| Where's the Outrage?
By Joseph P. Farrell
Giza Death Star
February 21, 2012
gizadeathstar.com/2012/02/wheres-the-outrage/
My friend George Ann Hughes of The Byte Show forwarded me this disturbing article:
Shining light on Baptist clergy sex abuse
We have all, of course, heard by now of the rampant sexual abuse of children within the Roman Catholic Church, and of the attempts by some of its clergy to exercise influence to cover it up, with allegations of this attempted cover-up going all the way up to the Vatican itself. Indeed, the late Fr. Malachi Martin wrote of this practice in conjunction with ritual abuse and a hidden network of co-opted clergy practicing it in his last book, the novel Windswept House. For those able to read between the lines of Fr. Martin's novel, it, like his other great fictionalized account of ecclesiastical politics, Vatican, pulls the veil back on a church riddled with factions, networks, infiltrators, and pederasts.
Now it seems there are rumors of similar widespread scandals within the various denominations of the Baptist religion. What one wonders is, where is the outrage of the media here? The Catholic Church, rightly, has been the focus of mainstream media attention and outrage for the scandals that have rocked it for the past two decades, but where's the outraged mainstream national media coverage of similar scandals in other churches? To my knowledge, there has been very little. Of course, every now and then, we are treated to stories of famous evangelical preachers being given the "outrage" treatment, but we are not led to believe that it is a widespread problem, but the occasional moral"hiccup".
But this website belies the idea that such abuse is "occasional", but rather, is more widespread than might be suspected. And that raises a significant question: Just why is such abuse so widespread within not just the Catholic Church, but by implication, within so many churches? Why, every few years or so, are we told about stories of child-sex rings: the Franklin Scandal, the recent Penn State allegations, and on and on?
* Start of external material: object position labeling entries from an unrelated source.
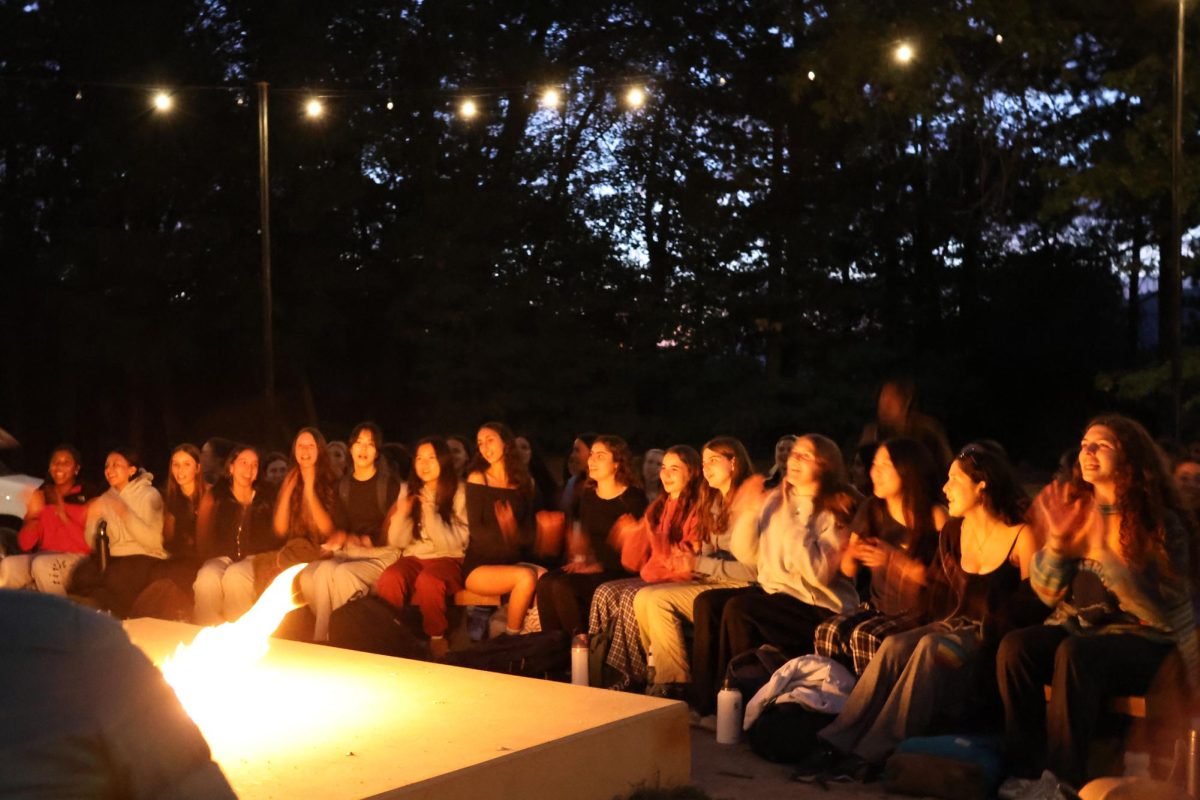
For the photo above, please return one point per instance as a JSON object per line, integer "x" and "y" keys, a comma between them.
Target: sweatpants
{"x": 1083, "y": 672}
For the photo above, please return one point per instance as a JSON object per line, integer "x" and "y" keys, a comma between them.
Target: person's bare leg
{"x": 519, "y": 582}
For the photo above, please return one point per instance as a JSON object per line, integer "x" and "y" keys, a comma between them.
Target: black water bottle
{"x": 102, "y": 543}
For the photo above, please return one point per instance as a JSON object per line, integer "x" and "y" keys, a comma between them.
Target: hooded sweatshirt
{"x": 796, "y": 551}
{"x": 133, "y": 516}
{"x": 438, "y": 539}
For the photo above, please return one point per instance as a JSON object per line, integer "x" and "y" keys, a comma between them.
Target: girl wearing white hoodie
{"x": 795, "y": 536}
{"x": 132, "y": 512}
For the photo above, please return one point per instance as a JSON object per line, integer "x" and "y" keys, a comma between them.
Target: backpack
{"x": 534, "y": 655}
{"x": 955, "y": 768}
{"x": 786, "y": 732}
{"x": 751, "y": 669}
{"x": 372, "y": 625}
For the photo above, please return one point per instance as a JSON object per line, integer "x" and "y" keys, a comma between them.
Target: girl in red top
{"x": 52, "y": 536}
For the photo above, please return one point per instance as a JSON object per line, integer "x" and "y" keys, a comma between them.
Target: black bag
{"x": 534, "y": 655}
{"x": 373, "y": 625}
{"x": 751, "y": 669}
{"x": 786, "y": 732}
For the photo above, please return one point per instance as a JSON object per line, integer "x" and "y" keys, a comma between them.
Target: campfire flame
{"x": 216, "y": 672}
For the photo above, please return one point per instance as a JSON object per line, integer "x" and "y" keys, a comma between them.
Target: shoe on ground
{"x": 667, "y": 691}
{"x": 816, "y": 764}
{"x": 852, "y": 769}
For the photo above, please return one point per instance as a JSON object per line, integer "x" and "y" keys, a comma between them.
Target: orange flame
{"x": 214, "y": 674}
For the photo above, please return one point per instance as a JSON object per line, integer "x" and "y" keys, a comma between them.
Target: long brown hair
{"x": 714, "y": 523}
{"x": 918, "y": 486}
{"x": 834, "y": 492}
{"x": 622, "y": 458}
{"x": 448, "y": 483}
{"x": 688, "y": 498}
{"x": 174, "y": 489}
{"x": 516, "y": 471}
{"x": 327, "y": 481}
{"x": 1145, "y": 489}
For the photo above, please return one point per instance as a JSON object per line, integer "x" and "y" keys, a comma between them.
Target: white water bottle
{"x": 580, "y": 660}
{"x": 729, "y": 714}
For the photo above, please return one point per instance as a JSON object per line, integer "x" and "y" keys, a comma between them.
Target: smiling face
{"x": 244, "y": 469}
{"x": 490, "y": 444}
{"x": 64, "y": 468}
{"x": 675, "y": 475}
{"x": 1099, "y": 455}
{"x": 276, "y": 471}
{"x": 426, "y": 464}
{"x": 184, "y": 468}
{"x": 118, "y": 470}
{"x": 306, "y": 451}
{"x": 652, "y": 462}
{"x": 961, "y": 492}
{"x": 885, "y": 476}
{"x": 803, "y": 469}
{"x": 364, "y": 450}
{"x": 718, "y": 469}
{"x": 601, "y": 464}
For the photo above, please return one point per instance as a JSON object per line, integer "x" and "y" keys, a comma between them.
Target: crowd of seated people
{"x": 955, "y": 599}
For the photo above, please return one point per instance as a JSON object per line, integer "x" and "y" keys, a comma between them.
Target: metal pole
{"x": 1175, "y": 276}
{"x": 264, "y": 212}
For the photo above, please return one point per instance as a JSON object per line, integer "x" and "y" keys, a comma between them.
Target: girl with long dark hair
{"x": 234, "y": 522}
{"x": 186, "y": 488}
{"x": 309, "y": 522}
{"x": 611, "y": 494}
{"x": 943, "y": 672}
{"x": 664, "y": 608}
{"x": 429, "y": 531}
{"x": 893, "y": 541}
{"x": 1114, "y": 570}
{"x": 663, "y": 547}
{"x": 501, "y": 516}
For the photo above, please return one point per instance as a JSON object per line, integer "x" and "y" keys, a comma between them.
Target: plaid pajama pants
{"x": 856, "y": 637}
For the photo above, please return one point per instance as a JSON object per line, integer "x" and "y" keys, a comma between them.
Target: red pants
{"x": 426, "y": 583}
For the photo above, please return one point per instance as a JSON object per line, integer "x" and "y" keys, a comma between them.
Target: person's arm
{"x": 322, "y": 518}
{"x": 821, "y": 545}
{"x": 205, "y": 522}
{"x": 282, "y": 519}
{"x": 400, "y": 527}
{"x": 30, "y": 535}
{"x": 143, "y": 517}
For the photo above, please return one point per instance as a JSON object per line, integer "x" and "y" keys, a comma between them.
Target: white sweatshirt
{"x": 133, "y": 516}
{"x": 438, "y": 539}
{"x": 796, "y": 551}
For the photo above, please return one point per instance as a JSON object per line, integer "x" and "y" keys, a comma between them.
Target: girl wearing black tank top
{"x": 927, "y": 677}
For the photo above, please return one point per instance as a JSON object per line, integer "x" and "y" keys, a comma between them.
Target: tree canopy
{"x": 791, "y": 217}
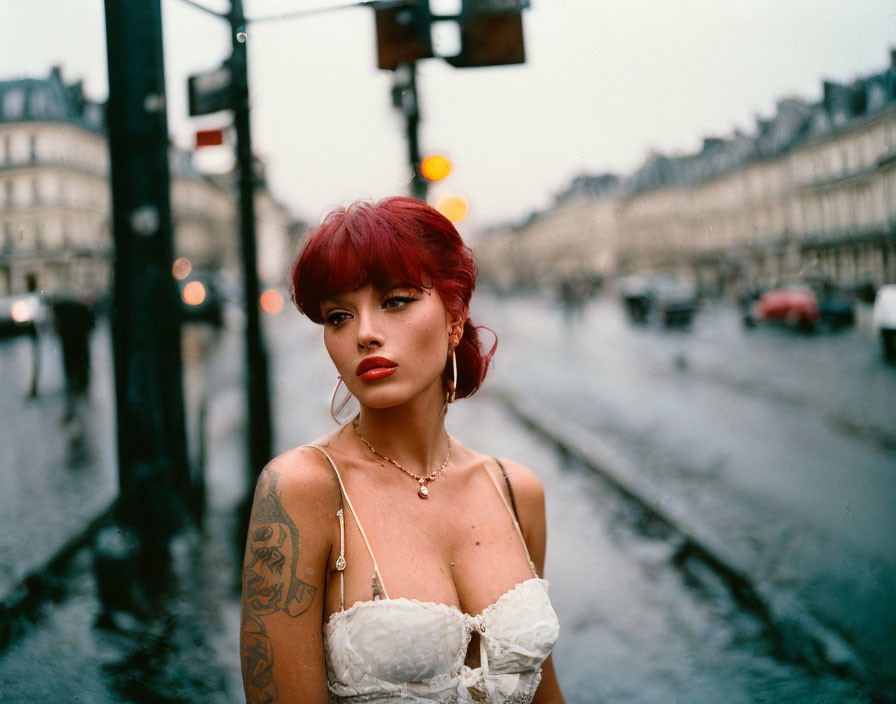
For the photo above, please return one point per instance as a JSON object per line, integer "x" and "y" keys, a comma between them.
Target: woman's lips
{"x": 377, "y": 373}
{"x": 374, "y": 368}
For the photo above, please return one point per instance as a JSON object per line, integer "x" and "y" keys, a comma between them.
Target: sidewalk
{"x": 57, "y": 477}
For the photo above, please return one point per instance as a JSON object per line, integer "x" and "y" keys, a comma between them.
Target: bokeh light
{"x": 272, "y": 301}
{"x": 194, "y": 293}
{"x": 182, "y": 268}
{"x": 20, "y": 312}
{"x": 454, "y": 208}
{"x": 435, "y": 167}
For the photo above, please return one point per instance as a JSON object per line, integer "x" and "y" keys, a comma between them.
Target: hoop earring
{"x": 333, "y": 409}
{"x": 451, "y": 394}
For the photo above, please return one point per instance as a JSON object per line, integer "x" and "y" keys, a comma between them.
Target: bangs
{"x": 353, "y": 248}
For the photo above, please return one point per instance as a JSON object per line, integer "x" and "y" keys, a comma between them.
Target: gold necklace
{"x": 422, "y": 490}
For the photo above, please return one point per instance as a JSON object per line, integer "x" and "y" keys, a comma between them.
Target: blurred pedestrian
{"x": 73, "y": 321}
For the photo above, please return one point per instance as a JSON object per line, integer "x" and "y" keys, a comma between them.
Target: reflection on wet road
{"x": 729, "y": 440}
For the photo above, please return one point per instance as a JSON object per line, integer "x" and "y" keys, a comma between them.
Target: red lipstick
{"x": 374, "y": 368}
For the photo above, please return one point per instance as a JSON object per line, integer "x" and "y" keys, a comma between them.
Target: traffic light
{"x": 491, "y": 34}
{"x": 435, "y": 167}
{"x": 403, "y": 34}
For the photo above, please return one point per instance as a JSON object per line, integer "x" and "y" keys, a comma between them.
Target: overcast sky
{"x": 604, "y": 83}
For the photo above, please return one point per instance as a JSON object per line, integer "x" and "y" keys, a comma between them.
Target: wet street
{"x": 673, "y": 462}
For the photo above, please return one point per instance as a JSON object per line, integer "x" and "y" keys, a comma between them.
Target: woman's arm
{"x": 529, "y": 494}
{"x": 284, "y": 578}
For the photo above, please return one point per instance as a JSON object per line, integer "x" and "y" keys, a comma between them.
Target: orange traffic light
{"x": 272, "y": 301}
{"x": 194, "y": 293}
{"x": 435, "y": 167}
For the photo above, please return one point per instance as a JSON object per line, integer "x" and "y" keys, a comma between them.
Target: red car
{"x": 796, "y": 306}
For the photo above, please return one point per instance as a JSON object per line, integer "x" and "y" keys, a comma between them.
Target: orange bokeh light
{"x": 454, "y": 208}
{"x": 272, "y": 301}
{"x": 435, "y": 167}
{"x": 181, "y": 268}
{"x": 194, "y": 293}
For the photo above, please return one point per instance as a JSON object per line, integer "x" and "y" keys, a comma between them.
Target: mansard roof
{"x": 795, "y": 121}
{"x": 49, "y": 100}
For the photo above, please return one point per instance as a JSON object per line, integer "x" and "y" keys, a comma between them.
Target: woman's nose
{"x": 369, "y": 334}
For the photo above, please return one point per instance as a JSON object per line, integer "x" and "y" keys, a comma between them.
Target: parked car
{"x": 22, "y": 314}
{"x": 666, "y": 299}
{"x": 795, "y": 306}
{"x": 674, "y": 301}
{"x": 883, "y": 319}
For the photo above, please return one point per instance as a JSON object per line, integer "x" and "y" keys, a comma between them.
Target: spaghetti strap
{"x": 511, "y": 511}
{"x": 378, "y": 584}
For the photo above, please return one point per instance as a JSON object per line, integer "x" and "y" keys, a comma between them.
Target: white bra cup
{"x": 395, "y": 640}
{"x": 521, "y": 628}
{"x": 391, "y": 648}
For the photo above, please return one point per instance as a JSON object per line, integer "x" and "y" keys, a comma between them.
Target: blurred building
{"x": 55, "y": 198}
{"x": 811, "y": 192}
{"x": 575, "y": 239}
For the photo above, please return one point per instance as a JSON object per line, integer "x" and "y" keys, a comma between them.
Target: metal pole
{"x": 412, "y": 113}
{"x": 259, "y": 422}
{"x": 152, "y": 447}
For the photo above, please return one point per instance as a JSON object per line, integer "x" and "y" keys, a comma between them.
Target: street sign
{"x": 209, "y": 138}
{"x": 490, "y": 39}
{"x": 493, "y": 7}
{"x": 402, "y": 34}
{"x": 210, "y": 91}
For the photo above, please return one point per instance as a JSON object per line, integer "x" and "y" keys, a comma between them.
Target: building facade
{"x": 55, "y": 198}
{"x": 812, "y": 193}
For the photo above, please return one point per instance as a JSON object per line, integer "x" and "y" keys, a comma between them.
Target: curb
{"x": 800, "y": 635}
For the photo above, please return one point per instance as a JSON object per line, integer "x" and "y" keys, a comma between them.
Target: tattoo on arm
{"x": 270, "y": 585}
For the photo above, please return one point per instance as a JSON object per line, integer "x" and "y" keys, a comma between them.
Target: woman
{"x": 387, "y": 562}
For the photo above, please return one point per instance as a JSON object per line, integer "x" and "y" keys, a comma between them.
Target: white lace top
{"x": 399, "y": 650}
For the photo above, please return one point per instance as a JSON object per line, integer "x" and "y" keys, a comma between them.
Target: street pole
{"x": 259, "y": 409}
{"x": 152, "y": 447}
{"x": 406, "y": 76}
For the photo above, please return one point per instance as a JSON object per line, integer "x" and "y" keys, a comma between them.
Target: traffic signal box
{"x": 402, "y": 34}
{"x": 491, "y": 33}
{"x": 490, "y": 40}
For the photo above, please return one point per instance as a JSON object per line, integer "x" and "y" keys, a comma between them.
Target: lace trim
{"x": 359, "y": 605}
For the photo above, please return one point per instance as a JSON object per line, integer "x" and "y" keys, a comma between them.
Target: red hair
{"x": 395, "y": 239}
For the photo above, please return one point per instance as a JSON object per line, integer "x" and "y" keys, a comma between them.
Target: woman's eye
{"x": 398, "y": 301}
{"x": 336, "y": 318}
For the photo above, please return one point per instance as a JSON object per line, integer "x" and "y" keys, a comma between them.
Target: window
{"x": 13, "y": 104}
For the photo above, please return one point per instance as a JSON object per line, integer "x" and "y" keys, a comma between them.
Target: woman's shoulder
{"x": 525, "y": 483}
{"x": 302, "y": 474}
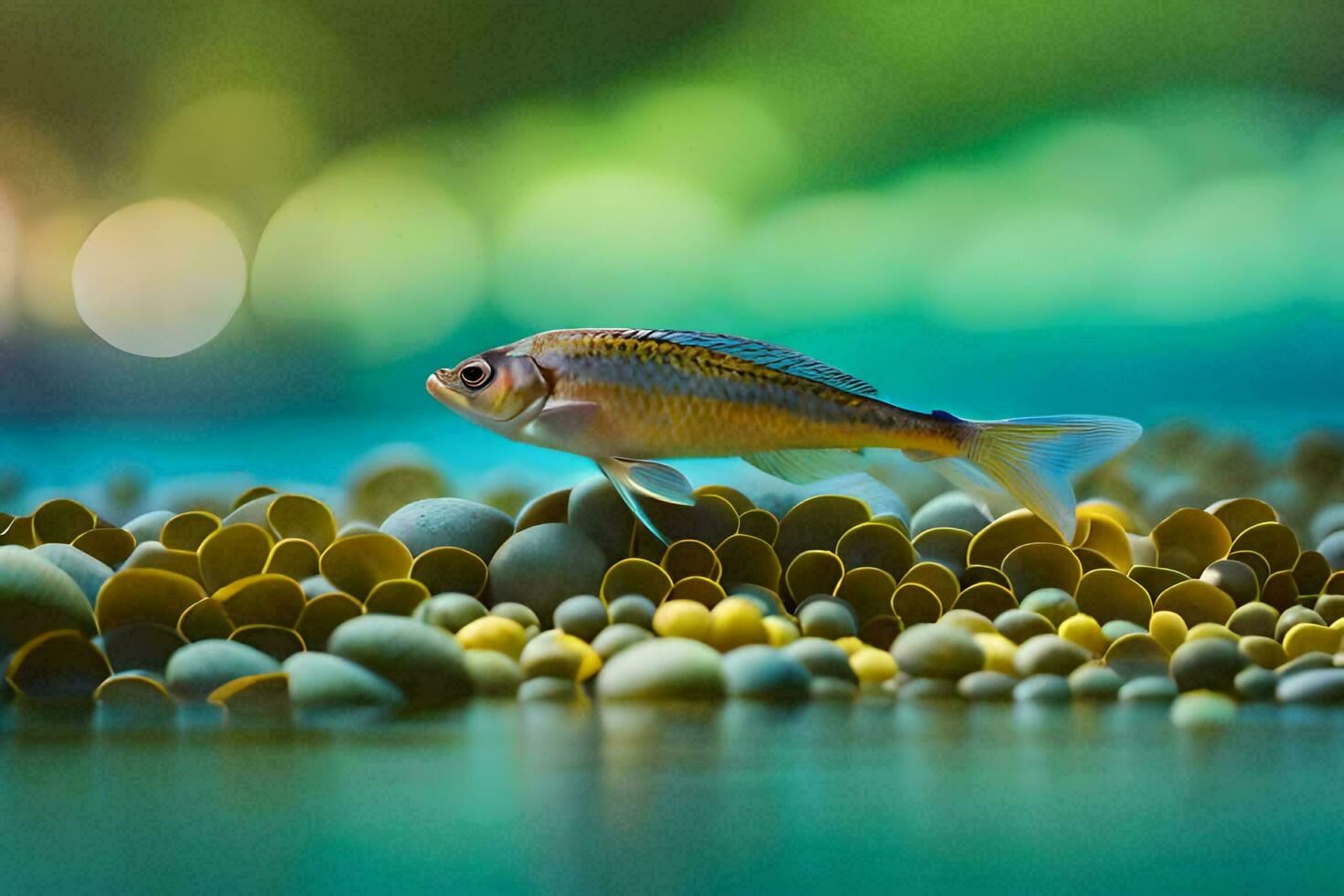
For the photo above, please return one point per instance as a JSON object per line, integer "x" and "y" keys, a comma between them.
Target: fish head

My suspicion – and it is only a suspicion – is that we're looking at a network, an organized deeply hidden phenomenon, that appears to surface every now and then as an "isolated" incident, when the truth may be otherwise. Earlier this week I blogged about Nephilim Nonsense, and it occurred to me that, what better way to cast suspicion over the possible existence of a real network, than to "poison the well" with ridiculous stories of Satanic ritual abuse and "Nephilimic mothers"? The movie Taken with Liam Neeson plays to a similar theme of networks of child and teenaged abduction and forced prostitution, and more recently, the actor Corey Feldman has courageously stepped forward to talk about similar networks within the Hollywood community. It's a theme that, in spite of attempts to render it ridiculous, won't go away. The question is: does such a network exist? And more importantly, where's the outrage?